If per Brennan J in Northside the representation must come from the Principal Company, is the actions of the officer then irrelevant? How can a company make representations to 3rd parties?
That does not mean that the conduct of the officer is irrelevant to the representation, but the company’s conduct must be the source of the representation.
In many cases the representational conduct commonly takes the form of the setting up of an organisational structure consistent with the company’s constitution. That structure presents to outsiders a complex of appearances as to authority. The assurance with which outsiders deal with a company is more often than not based, not upon inquiry, or positive statement, but upon an assumption that company officers have the authority that people in their respective positions would ordinarily be expected to have.
In the ordinary case, however, it is necessary, in order to decide whether there has been a holding out by a principal, to consider the principal’s conduct as a whole [ Egyptian International Foreign Trade Co v Soplex Wholesale Supplies Ltd (The ‘Raffaella’) [1985] 2 Lloyd’s Rep 36 at 41 per Browne-Wilkinson LJ].

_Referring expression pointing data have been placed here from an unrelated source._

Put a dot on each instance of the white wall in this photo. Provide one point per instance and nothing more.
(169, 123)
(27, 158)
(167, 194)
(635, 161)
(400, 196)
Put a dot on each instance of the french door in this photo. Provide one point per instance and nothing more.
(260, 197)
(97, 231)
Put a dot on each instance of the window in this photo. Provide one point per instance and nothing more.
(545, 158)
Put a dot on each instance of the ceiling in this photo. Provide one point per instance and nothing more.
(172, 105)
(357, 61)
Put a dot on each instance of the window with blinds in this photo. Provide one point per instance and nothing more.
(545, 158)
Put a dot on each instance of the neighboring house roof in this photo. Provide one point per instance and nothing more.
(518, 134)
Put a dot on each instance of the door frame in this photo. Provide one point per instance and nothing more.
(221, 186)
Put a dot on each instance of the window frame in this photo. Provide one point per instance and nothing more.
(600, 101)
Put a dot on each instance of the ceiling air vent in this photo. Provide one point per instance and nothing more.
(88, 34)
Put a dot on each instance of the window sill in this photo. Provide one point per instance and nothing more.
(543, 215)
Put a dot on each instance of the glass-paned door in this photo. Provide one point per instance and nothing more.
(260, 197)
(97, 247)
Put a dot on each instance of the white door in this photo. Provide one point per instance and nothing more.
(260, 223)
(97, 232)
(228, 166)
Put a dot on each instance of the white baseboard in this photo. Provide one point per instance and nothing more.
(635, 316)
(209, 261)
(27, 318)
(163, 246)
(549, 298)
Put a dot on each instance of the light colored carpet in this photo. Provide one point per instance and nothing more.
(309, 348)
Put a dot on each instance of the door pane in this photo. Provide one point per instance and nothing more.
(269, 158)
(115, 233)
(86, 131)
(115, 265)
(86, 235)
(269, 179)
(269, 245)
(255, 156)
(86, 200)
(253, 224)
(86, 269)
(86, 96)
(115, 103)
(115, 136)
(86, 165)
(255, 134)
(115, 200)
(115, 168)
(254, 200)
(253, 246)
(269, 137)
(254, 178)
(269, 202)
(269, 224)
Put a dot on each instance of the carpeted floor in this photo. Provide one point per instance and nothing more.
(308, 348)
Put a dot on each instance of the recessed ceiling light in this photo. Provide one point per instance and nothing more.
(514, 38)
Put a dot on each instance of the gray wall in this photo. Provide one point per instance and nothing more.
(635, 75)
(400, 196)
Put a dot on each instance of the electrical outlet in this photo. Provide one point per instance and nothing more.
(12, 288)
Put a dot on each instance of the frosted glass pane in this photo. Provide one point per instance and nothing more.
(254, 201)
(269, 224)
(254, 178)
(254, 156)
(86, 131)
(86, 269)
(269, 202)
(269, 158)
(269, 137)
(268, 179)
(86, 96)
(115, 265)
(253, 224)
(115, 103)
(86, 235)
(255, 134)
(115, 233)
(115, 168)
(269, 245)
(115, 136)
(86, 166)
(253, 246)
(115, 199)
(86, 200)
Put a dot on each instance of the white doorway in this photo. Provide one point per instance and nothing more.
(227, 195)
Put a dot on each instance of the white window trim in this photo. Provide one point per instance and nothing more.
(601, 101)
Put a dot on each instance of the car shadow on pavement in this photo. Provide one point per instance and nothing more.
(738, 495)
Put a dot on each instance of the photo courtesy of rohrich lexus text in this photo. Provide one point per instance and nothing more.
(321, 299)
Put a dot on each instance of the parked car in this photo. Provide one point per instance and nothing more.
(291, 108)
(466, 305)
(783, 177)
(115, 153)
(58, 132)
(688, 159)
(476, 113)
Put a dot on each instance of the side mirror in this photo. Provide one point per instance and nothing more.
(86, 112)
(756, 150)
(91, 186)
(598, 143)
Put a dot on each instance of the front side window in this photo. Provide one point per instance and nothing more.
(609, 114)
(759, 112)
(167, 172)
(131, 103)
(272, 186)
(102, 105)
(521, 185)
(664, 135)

The representation itself must be fairly narrowly focused; that is, the representation must be directed to a particular person or a particular class of people: Leipner v McLean (1909) 8 CLR 307 at 315.
What CONDUCT can constitute a representation of authority?
A representation made directly to the third party constitutes evidence of actual authority: International Paper Co v Spicer (1906) 4 CLR 739 at 747.
It may also form the basis for a representation as to ostensible authority. If the communication of authority is not made directly to the third party, then the issues are whether the principal so conducted themselves as to enable the ‘agent’ to hold themselves out to be the principal’s agent for the purpose (for example, of entering into a particular contract) and whether the third party, in dealing with the ‘agent’, believed them to be so authorised: International Paper at 747.
In Bowstead and Reynolds on Agency it is stated that: [T]he representation seems to occur in three main ways. It may be express (whether orally or in writing); or implied from a course of dealing; or it may be made ‘by permitting the agent to act in some way in the conduct of the principal’s business with other persons’.
There are many different ways in which it might be argued a principal has made a representation of authority in respect of another. One occurs when the principal allows the agent to act in a particular way indicative of authority without taking steps to dispel an assumption of authority thereby reasonably induced in the third party: Thompson v Palmer (1933) 49 CLR 507 at 547 per Dixon J, cited in Papantoniou v Stonewell Hotel Pty Ltd [2018] NSWCA 85 at [51].